/AutoKaggle

Primary LanguagePythonApache License 2.0Apache-2.0

AutoKaggle

This is the formal repo for paper: "AutoKaggle: A Multi-Agent Framework for Autonomous Data Science Competitions"

kaggle_main

Introduction

AutoKaggle is a powerful framework that assists data scientists in completing data science pipelines through a collaborative multi-agent system. The framework combines iterative development, comprehensive testing, and a machine learning tools library to automate Kaggle competitions while maintaining high customizability. The key features of AutoKaggle include:

  • Multi-agent Collaboration: Five specialized agents (Reader, Planner, Developer, Reviewer, and Summarizer) work together through six key competition phases.
  • Iterative Development and Unit Testing: Robust code verification through debugging and comprehensive unit testing.
  • ML Tools Library: Validated functions for data cleaning, feature engineering, and modeling.
  • Comprehensive Reporting: Detailed documentation of workflow and decision-making processes.

unit_test

Quick Start with AutoKaggle

Set Environment

  1. Clone the repository
git clone https://github.com/multimodal-art-projection/AutoKaggle.git
  1. Create and activate conda environment
conda create -n AutoKaggle python=3.11
conda activate AutoKaggle
  1. Install dependencies
pip install -r requirements.txt
  1. Configure OpenAI API Create api_key.txt with:
sk-xxx                           # Your API key
https://api.openai.com/v1       # Base URL

Data Preparation

We support evaluation of Tabular-type datasets from Kaggle. Please Place competition data in ./multi_agents/competition/ with the following structure:

competition/
├── train.csv
├── test.csv
├── sample_submission.csv
└── overview.txt                 # Competition overview and data description

overview.txt: Copy and paste the Overview and Data sections from the Kaggle competition homepage into this file.
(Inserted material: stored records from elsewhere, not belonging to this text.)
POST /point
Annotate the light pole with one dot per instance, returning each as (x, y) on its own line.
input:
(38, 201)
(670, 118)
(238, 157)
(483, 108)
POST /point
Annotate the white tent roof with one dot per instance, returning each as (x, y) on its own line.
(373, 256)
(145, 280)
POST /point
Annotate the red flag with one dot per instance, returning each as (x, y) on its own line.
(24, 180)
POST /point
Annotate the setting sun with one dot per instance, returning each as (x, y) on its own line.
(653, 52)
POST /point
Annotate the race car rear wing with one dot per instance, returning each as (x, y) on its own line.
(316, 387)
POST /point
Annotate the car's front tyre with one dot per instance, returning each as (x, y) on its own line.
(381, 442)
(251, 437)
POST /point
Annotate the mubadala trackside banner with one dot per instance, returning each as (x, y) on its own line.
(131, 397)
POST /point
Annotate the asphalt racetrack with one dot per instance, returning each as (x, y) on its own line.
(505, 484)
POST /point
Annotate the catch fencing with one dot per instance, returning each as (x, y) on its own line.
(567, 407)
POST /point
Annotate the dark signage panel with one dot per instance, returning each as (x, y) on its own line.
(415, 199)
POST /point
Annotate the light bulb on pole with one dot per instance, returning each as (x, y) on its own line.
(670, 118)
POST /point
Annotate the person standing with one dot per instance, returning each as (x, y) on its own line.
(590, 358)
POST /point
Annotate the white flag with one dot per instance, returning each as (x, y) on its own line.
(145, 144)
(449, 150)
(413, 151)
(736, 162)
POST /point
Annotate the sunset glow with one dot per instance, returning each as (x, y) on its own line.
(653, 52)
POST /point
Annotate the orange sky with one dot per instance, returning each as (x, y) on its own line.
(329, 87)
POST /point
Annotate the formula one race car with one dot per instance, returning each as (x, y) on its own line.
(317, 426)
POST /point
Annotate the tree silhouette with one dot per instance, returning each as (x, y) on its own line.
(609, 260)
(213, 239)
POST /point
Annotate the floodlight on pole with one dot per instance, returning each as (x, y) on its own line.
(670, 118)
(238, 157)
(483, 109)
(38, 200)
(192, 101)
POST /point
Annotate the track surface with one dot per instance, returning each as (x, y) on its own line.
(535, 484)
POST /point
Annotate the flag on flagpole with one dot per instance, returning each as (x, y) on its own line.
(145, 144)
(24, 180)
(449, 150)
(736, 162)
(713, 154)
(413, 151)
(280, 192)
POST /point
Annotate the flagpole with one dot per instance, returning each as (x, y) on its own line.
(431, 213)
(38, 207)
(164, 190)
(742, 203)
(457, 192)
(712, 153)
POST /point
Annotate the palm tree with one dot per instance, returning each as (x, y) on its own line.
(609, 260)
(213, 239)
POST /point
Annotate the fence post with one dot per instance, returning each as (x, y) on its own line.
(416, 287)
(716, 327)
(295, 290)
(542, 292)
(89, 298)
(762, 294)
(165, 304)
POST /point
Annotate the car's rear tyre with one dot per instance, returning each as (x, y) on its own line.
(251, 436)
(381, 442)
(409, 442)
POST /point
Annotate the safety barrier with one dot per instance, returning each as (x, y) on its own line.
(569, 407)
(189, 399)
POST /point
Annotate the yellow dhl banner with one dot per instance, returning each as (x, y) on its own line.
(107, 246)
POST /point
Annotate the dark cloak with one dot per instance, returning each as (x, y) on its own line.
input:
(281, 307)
The Reader will read this file to summarize relevant information.

Running AutoKaggle

To run AutoKaggle experiments, use the following command:

bash run_multi_agent.sh

Configuration Parameters

  • Competition Selection

    • competitions: Define target competitions in the script
  • Experiment Control

    • start_run, end_run: Define experiment iterations (default: 1-5)
    • dest_dir_param: Output directory specification (default: "all_tools")
  • Model Configuration

    • Default: gpt-4o for Planner and Developer, gpt-4o-mini for other agents
    • model determines the base model of Planner
    • Modify _create_agent in multi_agents/sop.py to change the base model of other agents

Output Structure

multi_agents/experiments_history/
└── <competition>/
    └── <model>/
        └── <dest_dir_param>/
            └── <run_number>/

Result

We evaluated AutoKaggle across 8 diverse Kaggle competitions, achieving:

  • 85% validation submission rate
  • 0.82 comprehensive score

Citation

@misc{li2024autokagglemultiagentframeworkautonomous,
      title={AutoKaggle: A Multi-Agent Framework for Autonomous Data Science Competitions}, 
      author={Ziming Li and Qianbo Zang and David Ma and Jiawei Guo and Tianyu Zheng and Minghao liu and Xinyao Niu and Yue Wang and Jian Yang and Jiaheng Liu and Wanjun Zhong and Wangchunshu Zhou and Wenhao Huang and Ge Zhang},
      year={2024},
      eprint={2410.20424},
      archivePrefix={arXiv},
      primaryClass={cs.AI},
      url={https://arxiv.org/abs/2410.20424}, 
}

License

This project is licensed under the Apache 2.0 License - see the LICENSE file for details.